# An Alfine 11 measurement plese



## bluechair84 (Sep 30, 2008)

Hi guys, I'm doing some thinking about building a shed frame based around an Alfine and I'd like to know the distance between the disc rotor and the drive sprocket. Would someone just put a tape measure to theirs and give me a rough idea?It'll help me work a few things out on the frame dimensions.
Thanks


----------



## synthesis (Feb 24, 2006)

I got 3.90" from the inside face of the rotor to the inside face of the sprocket.

The sprocket is dished so it can be installed to the inside or outside of the hub.

Also, I found this if it helps.

Shimano Alfine SG-S700 (11-spd) 135mm Rear hub dimensions | Freespoke | Freespoke

d


----------



## bluechair84 (Sep 30, 2008)

synthesis said:


> The sprocket is dished so it can be installed to the inside or outside of the hub.

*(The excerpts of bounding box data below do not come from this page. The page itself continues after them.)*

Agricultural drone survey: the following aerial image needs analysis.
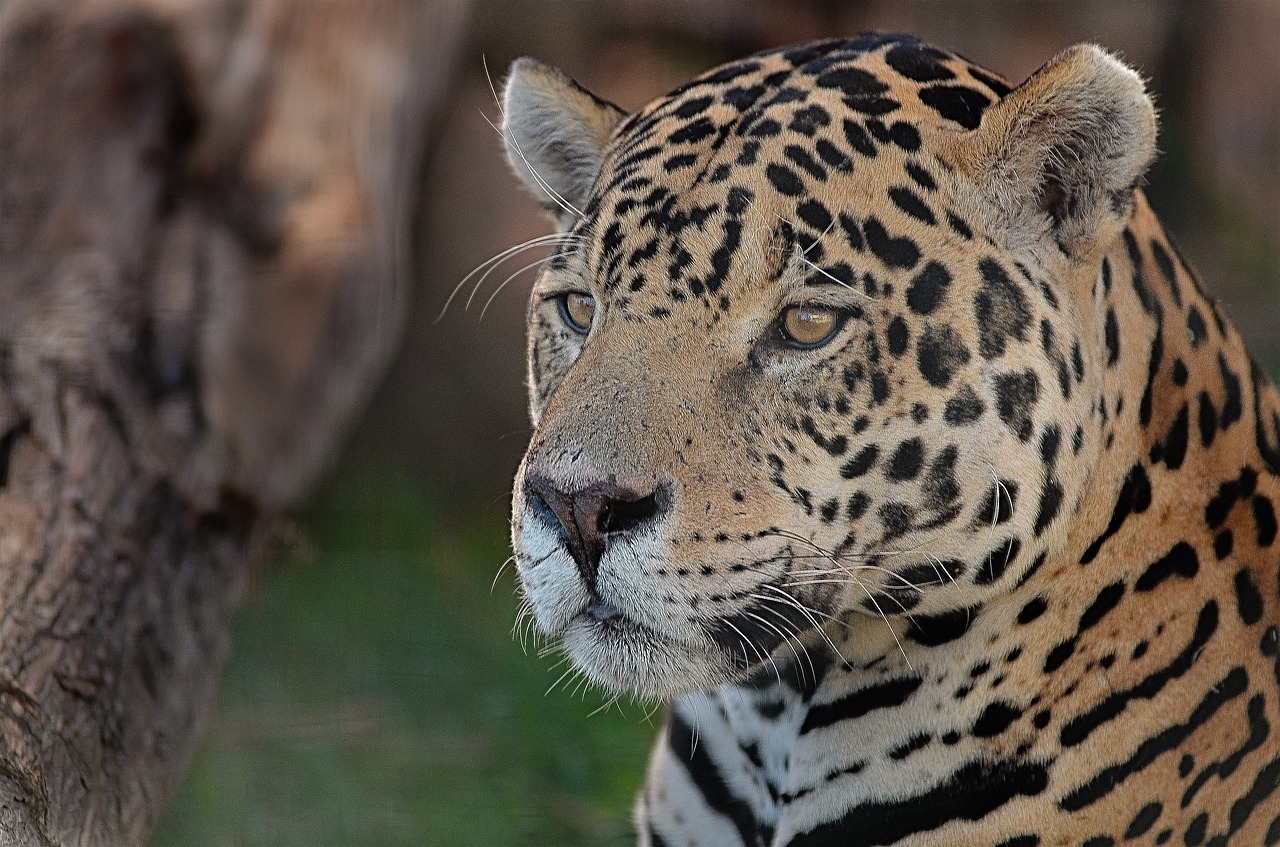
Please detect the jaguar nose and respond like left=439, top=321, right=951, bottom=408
left=525, top=472, right=669, bottom=591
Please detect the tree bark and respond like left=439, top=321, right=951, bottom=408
left=0, top=0, right=466, bottom=844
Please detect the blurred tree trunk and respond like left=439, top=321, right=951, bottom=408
left=0, top=0, right=466, bottom=844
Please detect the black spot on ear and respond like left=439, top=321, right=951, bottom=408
left=906, top=609, right=978, bottom=647
left=884, top=438, right=924, bottom=482
left=969, top=65, right=1014, bottom=97
left=863, top=218, right=920, bottom=269
left=764, top=162, right=804, bottom=197
left=915, top=324, right=967, bottom=391
left=906, top=262, right=951, bottom=315
left=920, top=86, right=992, bottom=129
left=974, top=258, right=1032, bottom=360
left=995, top=370, right=1039, bottom=441
left=815, top=67, right=899, bottom=115
left=974, top=539, right=1021, bottom=585
left=884, top=315, right=909, bottom=357
left=841, top=118, right=879, bottom=159
left=888, top=186, right=938, bottom=226
left=884, top=44, right=955, bottom=82
left=840, top=444, right=879, bottom=480
left=942, top=383, right=987, bottom=426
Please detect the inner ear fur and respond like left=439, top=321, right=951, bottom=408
left=954, top=45, right=1156, bottom=260
left=502, top=58, right=626, bottom=229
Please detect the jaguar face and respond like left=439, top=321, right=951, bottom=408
left=506, top=38, right=1152, bottom=696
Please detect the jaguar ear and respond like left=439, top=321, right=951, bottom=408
left=502, top=58, right=626, bottom=229
left=955, top=45, right=1156, bottom=260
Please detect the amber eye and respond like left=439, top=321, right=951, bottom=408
left=782, top=306, right=844, bottom=349
left=558, top=292, right=595, bottom=335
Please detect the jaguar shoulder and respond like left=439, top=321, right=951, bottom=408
left=504, top=35, right=1280, bottom=847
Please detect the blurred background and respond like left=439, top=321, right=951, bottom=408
left=152, top=0, right=1280, bottom=847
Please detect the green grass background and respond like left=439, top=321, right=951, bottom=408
left=151, top=475, right=659, bottom=847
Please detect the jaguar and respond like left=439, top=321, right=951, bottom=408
left=502, top=33, right=1280, bottom=847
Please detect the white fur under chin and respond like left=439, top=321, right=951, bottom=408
left=562, top=617, right=728, bottom=700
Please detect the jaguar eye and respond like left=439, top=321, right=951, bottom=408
left=557, top=292, right=595, bottom=335
left=781, top=306, right=844, bottom=349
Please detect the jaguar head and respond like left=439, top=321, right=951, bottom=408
left=503, top=36, right=1155, bottom=696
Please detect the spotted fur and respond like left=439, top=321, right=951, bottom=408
left=504, top=35, right=1280, bottom=847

Is this to help with chainline? Thanks for the measurement :thumbsup:


----------



## evrac (Sep 28, 2005)

Maybe these will help?


----------



## bluechair84 (Sep 30, 2008)

Amazing, yes they will


----------



## evrac (Sep 28, 2005)

No sweat. You realize that they were the first two results of a google image search for "Alfine dimensions". 

I'll send you my bill.


----------